Rating agencies Standard & Poor's and Moody's Investors Service in January said they might cut the top credit ratings at MBIA's main insurance unit, MBIA Insurance Corp, in part because of questions about the insurer's capital. Fears the insurer would lose top ratings cratered both the broader stock market and MBIA shares, which have fallen more than 80 percent since October.
But MBIA has raised $2.6 billion this year, including selling $1.1 billion of common shares, $1 billion of surplus notes, and a $500 million investment from private equity firm Warburg Pincus, which also bought some common shares in the offering. The insurer has also taken steps including writing less new business and cutting its dividend to boost capital.
In February, S&P and Moody's affirmed MBIA Insurance's triple-A ratings, which are crucial to winning new business.
MBIA said it generated $43.5 million of adjusted direct premium, a measure of the value of premium from new business earned in the quarter and expected from that new business in future quarters. The first-quarter figure was down 84 percent from a year earlier, but new business volume increased during the quarter, a trend that has continued in the second quarter.
Enough Capital?
Short sellers still believe MBIA needs a good deal more capital, but the company says it is rock-solid.
"MBIA continues to be a sound financial institution," Chief Executive Jay Brown said in a statement, adding that the company's balance sheet can withstand credit stress levels much worse than it is experiencing now.
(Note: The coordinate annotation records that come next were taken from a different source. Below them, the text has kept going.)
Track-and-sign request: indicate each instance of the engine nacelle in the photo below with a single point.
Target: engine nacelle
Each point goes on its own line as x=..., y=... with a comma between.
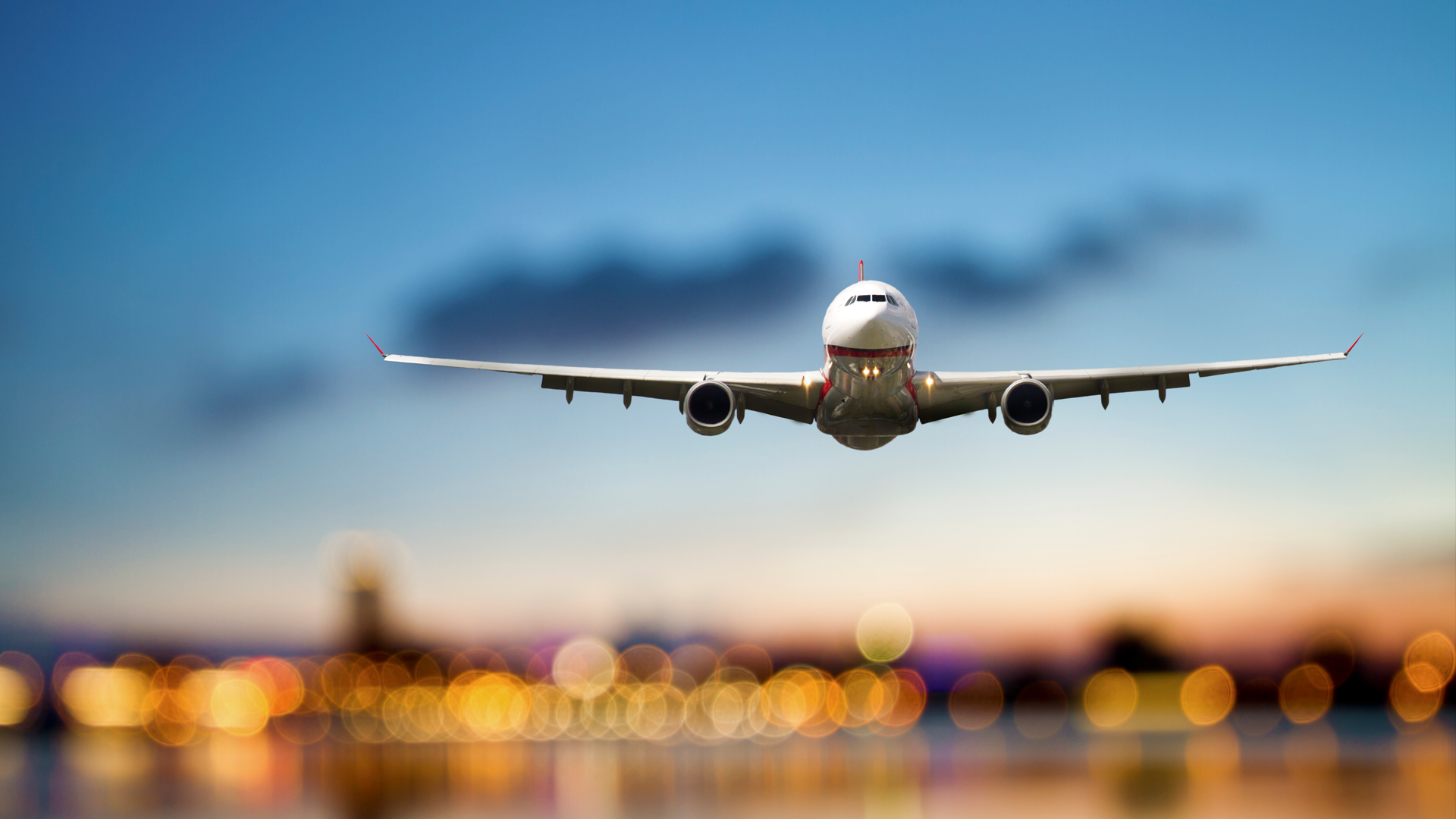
x=1027, y=407
x=710, y=407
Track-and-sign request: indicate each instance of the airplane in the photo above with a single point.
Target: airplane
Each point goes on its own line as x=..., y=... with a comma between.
x=868, y=390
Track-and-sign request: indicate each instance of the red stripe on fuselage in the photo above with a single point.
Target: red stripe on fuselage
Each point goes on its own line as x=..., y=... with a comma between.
x=856, y=353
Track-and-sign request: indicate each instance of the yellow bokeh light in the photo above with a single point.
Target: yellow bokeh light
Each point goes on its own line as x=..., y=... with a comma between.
x=20, y=684
x=884, y=632
x=865, y=697
x=1212, y=755
x=239, y=707
x=15, y=697
x=584, y=668
x=976, y=700
x=1207, y=695
x=105, y=698
x=1110, y=698
x=1305, y=694
x=1430, y=661
x=1413, y=703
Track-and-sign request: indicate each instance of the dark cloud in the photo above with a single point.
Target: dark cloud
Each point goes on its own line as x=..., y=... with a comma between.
x=234, y=400
x=607, y=299
x=1087, y=248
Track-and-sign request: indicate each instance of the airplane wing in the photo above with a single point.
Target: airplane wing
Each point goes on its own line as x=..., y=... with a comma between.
x=786, y=395
x=943, y=395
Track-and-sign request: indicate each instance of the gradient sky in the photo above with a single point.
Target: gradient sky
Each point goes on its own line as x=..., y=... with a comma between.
x=204, y=207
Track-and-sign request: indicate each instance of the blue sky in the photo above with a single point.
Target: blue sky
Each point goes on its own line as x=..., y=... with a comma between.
x=215, y=203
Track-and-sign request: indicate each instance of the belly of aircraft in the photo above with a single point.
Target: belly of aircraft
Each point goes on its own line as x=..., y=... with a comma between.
x=868, y=395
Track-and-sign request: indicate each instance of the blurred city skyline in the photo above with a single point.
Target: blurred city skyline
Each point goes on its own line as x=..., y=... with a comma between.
x=206, y=209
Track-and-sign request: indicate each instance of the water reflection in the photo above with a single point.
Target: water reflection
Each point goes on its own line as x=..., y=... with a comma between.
x=1356, y=767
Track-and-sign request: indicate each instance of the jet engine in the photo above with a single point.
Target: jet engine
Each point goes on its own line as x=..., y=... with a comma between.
x=1027, y=407
x=708, y=407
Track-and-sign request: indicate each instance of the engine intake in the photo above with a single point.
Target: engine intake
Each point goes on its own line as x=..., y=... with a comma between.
x=710, y=407
x=1027, y=407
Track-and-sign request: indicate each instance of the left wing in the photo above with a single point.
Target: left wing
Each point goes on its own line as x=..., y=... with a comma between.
x=943, y=395
x=786, y=395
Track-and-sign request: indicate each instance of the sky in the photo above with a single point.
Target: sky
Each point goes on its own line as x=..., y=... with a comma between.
x=204, y=209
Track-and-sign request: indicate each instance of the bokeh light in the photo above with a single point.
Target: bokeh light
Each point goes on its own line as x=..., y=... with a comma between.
x=1411, y=701
x=976, y=701
x=884, y=632
x=22, y=686
x=1430, y=661
x=239, y=706
x=105, y=697
x=1305, y=694
x=1207, y=695
x=1110, y=697
x=584, y=668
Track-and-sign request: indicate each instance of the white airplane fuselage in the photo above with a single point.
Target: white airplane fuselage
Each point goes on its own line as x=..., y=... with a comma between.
x=870, y=340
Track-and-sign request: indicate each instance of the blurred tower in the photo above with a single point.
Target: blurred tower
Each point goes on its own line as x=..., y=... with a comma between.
x=366, y=614
x=360, y=564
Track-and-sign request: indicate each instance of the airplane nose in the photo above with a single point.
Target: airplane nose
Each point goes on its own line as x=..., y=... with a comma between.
x=867, y=327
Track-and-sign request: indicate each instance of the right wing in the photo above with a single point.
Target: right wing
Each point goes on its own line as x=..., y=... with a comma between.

The company said it has no plans to issue common equity as part of its current capital plan.
MBIA said it believes it is about $1.3 billion below Moody's ideal capital level, even if it meets Moody's minimum capital requirement.
The insurer plans to buy more reinsurance to boost capital, and to write new business that either does not affect capital or boosts it. MBIA expects to be in line with Moody's requirements within two quarters.
Analysts polled by Reuters Estimates had expected a first-quarter loss of 95 cents per share, according to Reuters Estimates.
Excluding unrealized losses, Reuters Estimates said MBIA earned 16 cents per share. It was not immediately clear how closely that figure matched up with analysts' forecast.
In February, MBIA warned investors it might have to mark down the value of credit derivatives in the first quarter, given weakness in the credit market.
And in a letter to shareholders last week, CEO Brown wrote that he suspected the declining market value of credit derivatives "will again be incorrectly described by the media as either new subprime losses or asset write-offs and will dominate the news coverage of MBIA."
Brown also said that although market inputs are used to determine the value of MBIA's credit derivatives, there is no real market for the insurer's positions, and the valuations do not reflect expected actual payouts.
MBIA recorded losses of $3.7 billion from the change in credit derivatives' value in all of 2007, which resulted in net losses for the year of $1.9 billion.
Monday's results left MBIA's shareholder equity, or the accounting value of assets minus liabilities, at $2.06 billion, down from $3.66 billion in the fourth quarter of 2007.